Leadership, meanwhile, might not quantify their efforts as “mental health.” But they’re increasingly realizing, Stoltz said, that there’s a lot that can be done to help provide a healthy work environment. “I see companies understanding they need to provide training for leadership to be able to carry these conversations. We’re doing training for a couple of organizations that want their leaders to know how to have better relationships, how to have open and honest communications and how to grow their emotional intelligence skills.”

The lines between professional and personal lives are increasingly blurred, she continued, and social media and digital communications can make it even harder to truly get away from work.

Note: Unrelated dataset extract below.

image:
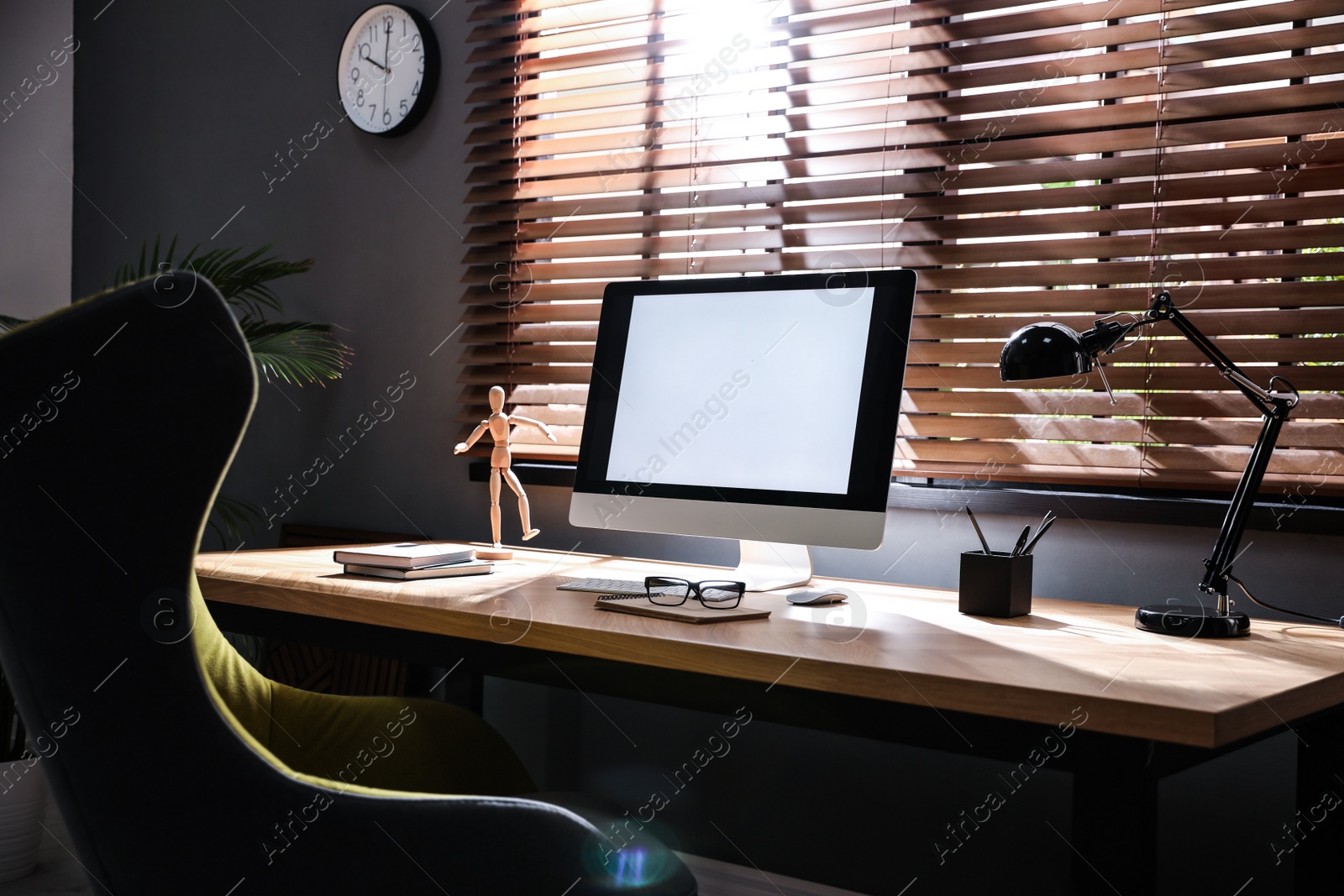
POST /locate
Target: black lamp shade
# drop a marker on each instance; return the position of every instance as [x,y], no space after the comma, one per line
[1039,351]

“This makes things more challenging,” she said. “The biggest difference I see is just in acknowledging that our world is different, and in having the right policies and procedures in place, rather than just saying, ‘Take a couple of days off and don’t worry about it.’… It really is more about how to support people while they’re at work, so that they take time off to enjoy it and not because they feel the need to recover.”

Opening Up the Conversation

COVID helped bring talk about mental health to the forefront. In the first year of the pandemic, according to the World Health Organization, the global prevalence of anxiety and depression increased by 25%. In addition, a variety of Pew Research Center surveys between March 2020 and September 2022 showed that at least 41% of adults in the United States experienced high levels of psychological distress at some point during the pandemic.

Historically, however, workers wouldn’t necessarily discuss these things at work. They might have feared being judged, stigmatized, marginalized, misunderstood or even let go. In addition, without proper training and awareness of options, managers might have felt inadequate or unable to help, even if they wanted to.